There are three typical sleeve types for surcotes:

  • A long sleeve that might button (A),
  • a sleeve that has a tippet (B), and
  • a short sleeve just below the elbow (C)

There might be other versions but these are the three that I am familiar with. The tippeted version (B) might have just a little bell shape or a very long piece hanging well past the hand almost to the knee. The small triangular pieces will be inserted at the back of the shoulder for fit. You may use them both (2 per sleeve), only one, or need to use three. This will depend entirely on your body and how tight you want your sleeves at the upper arm. The size of the triangular gores will be determined by the difference between your armscye measurement, which you determine during fitting, and the top of your sleeve.

You will measure your arm length (top of shoulder to wrist). This is longest part of the sleeve.

Then measure around your bicep while your arm is at your side. This is the width of your sleeve at the widest part. (picture forthcoming). You will need to create the curve yourself. I draw a line across the top of the sleeve and then a mark 1.5″ above and one 1/5″ below. I then trace a curve moving from the top to the bottom. I try
to not have a greater difference more than 2.5″ or 3″ top to bottom on the curve.

The sleeve has a button placket that rests on your forearm. This placket is created on the seam, which runs, not under your arm but from back of your shoulder blade to your outside wrist. This is why the sleeve pattern looks different from a modern sleeve which has a seam that is directly under your arm from pit to underside of wrist.

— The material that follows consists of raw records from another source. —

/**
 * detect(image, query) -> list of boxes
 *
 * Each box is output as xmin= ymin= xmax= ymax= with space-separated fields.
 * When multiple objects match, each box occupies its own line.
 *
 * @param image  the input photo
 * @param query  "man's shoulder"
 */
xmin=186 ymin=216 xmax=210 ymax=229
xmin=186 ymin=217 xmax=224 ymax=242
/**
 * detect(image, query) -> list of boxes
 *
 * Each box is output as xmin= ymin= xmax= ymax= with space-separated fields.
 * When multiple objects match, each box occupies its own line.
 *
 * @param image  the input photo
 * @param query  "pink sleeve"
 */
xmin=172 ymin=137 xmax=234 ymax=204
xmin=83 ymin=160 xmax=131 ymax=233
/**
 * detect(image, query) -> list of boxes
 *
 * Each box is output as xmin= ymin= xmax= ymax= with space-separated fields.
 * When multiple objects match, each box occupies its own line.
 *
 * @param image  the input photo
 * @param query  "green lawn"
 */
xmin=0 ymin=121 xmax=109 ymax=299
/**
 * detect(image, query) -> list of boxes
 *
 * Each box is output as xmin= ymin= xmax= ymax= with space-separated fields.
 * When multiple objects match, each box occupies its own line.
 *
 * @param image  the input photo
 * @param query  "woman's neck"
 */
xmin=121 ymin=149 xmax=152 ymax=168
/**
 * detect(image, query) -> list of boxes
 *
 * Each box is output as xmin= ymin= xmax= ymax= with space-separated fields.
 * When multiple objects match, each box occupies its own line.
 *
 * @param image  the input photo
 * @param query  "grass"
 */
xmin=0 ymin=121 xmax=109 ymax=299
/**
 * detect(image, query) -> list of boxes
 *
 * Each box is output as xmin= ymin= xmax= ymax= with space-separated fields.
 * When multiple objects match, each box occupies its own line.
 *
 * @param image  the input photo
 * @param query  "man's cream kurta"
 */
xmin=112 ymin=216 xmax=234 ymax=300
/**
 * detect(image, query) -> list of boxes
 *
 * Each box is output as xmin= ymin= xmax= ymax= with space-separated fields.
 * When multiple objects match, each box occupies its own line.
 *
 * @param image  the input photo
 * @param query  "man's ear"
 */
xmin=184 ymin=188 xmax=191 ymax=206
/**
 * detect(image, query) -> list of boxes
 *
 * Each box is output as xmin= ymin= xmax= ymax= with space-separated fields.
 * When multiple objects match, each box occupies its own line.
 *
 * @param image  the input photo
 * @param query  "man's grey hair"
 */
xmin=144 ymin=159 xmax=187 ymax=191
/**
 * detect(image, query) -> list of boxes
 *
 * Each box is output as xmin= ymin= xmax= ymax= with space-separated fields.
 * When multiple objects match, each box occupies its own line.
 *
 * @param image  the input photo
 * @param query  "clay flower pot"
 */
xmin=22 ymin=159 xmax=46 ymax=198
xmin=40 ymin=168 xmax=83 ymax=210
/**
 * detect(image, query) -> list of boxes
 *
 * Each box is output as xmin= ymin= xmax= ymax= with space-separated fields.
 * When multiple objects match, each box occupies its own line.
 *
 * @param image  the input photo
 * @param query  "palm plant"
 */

down: shoulder to wrist or forearm + 1″
around: bicep to determine top, wrist to determine bottom, forearm below elbow to determine where to begin decrease + 1″ each

For a tippeted sleeve you will want to measure to your wrist and create a regular full length sleeve. Then carve out your tippet. You will remember to do this on a mock up fabric, right?

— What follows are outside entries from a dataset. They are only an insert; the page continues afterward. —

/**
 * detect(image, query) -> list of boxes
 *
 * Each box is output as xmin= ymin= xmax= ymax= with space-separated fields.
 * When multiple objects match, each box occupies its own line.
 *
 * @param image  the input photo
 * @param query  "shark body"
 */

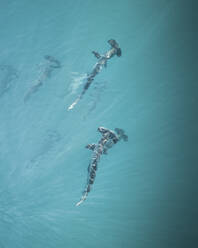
xmin=76 ymin=127 xmax=128 ymax=206
xmin=68 ymin=39 xmax=121 ymax=110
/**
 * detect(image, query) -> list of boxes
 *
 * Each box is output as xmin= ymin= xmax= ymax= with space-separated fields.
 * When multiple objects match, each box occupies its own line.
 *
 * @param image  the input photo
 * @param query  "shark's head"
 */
xmin=108 ymin=39 xmax=122 ymax=57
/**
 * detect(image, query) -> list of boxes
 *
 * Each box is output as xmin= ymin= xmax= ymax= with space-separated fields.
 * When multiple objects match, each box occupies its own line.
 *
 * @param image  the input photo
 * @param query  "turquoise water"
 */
xmin=0 ymin=0 xmax=196 ymax=247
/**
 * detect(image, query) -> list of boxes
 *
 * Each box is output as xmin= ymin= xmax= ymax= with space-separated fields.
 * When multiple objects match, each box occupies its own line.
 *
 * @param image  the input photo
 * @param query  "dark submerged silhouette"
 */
xmin=24 ymin=55 xmax=61 ymax=102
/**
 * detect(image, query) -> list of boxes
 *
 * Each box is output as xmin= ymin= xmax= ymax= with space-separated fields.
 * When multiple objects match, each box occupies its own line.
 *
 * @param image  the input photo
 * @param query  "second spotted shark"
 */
xmin=68 ymin=39 xmax=121 ymax=110
xmin=76 ymin=127 xmax=128 ymax=206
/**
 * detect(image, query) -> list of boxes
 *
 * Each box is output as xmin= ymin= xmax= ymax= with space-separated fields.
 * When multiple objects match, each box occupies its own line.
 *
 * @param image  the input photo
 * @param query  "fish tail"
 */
xmin=75 ymin=191 xmax=88 ymax=206
xmin=67 ymin=97 xmax=80 ymax=110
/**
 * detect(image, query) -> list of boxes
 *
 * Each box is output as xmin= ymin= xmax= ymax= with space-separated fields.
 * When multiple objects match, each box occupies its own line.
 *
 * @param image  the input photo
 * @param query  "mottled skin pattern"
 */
xmin=68 ymin=39 xmax=122 ymax=110
xmin=76 ymin=127 xmax=128 ymax=206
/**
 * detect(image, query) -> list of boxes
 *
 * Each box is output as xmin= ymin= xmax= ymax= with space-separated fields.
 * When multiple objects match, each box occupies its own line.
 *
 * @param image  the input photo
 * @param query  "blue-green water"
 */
xmin=0 ymin=0 xmax=197 ymax=247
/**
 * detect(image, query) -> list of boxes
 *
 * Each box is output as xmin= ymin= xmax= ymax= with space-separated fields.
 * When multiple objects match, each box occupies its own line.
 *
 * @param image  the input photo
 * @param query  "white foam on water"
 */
xmin=68 ymin=72 xmax=87 ymax=95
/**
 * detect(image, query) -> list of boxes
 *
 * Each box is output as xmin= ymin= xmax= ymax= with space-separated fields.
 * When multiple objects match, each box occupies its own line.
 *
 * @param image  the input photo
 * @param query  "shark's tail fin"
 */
xmin=115 ymin=128 xmax=128 ymax=142
xmin=67 ymin=96 xmax=80 ymax=110
xmin=76 ymin=191 xmax=88 ymax=206
xmin=108 ymin=39 xmax=122 ymax=57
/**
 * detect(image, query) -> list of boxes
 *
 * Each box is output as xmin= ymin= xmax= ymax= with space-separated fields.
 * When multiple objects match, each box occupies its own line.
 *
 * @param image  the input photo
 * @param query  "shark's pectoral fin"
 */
xmin=85 ymin=144 xmax=96 ymax=150
xmin=92 ymin=51 xmax=101 ymax=59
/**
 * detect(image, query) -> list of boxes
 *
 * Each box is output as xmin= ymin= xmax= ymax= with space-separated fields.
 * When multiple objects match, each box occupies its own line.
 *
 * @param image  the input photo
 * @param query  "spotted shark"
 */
xmin=76 ymin=127 xmax=128 ymax=206
xmin=68 ymin=39 xmax=121 ymax=110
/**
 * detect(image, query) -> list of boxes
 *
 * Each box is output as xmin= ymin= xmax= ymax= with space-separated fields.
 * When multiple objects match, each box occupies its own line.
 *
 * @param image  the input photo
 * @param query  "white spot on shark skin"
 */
xmin=68 ymin=72 xmax=87 ymax=95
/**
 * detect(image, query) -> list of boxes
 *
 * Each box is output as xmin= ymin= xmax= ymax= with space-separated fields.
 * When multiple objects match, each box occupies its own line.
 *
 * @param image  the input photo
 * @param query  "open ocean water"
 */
xmin=0 ymin=0 xmax=197 ymax=247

If you plan well here, you will find that the only waste you have is where you cut away the yellow areas. Everything else should be usuable for creating pouches, garters, or applique for other projects. The goal here is to conserve your precious fabric, expensive even by today’s standards.

Sideless Surcote

For a sideless surcote you will need to measure:

  • Across shoulders to determine shoulder width
  • Around hips to determing hip measurement (divided by 2)
  • Shoulder to hem

The width at the hem of piece #1 is determined by the width of your fabric. Your side gores (piece #2) are determined by the measurement from your hips to the hem and divided into 4 sections based on the width of your fabric.

The lavender sections represent the sections that will be cut out for your neck and for your sideless indent. The sideless indent should begin at your armscye and end just below your waist at your hipbone.

You may add a front triangular gore. You would measure and cut these pieces based on the main surcote diagram #4.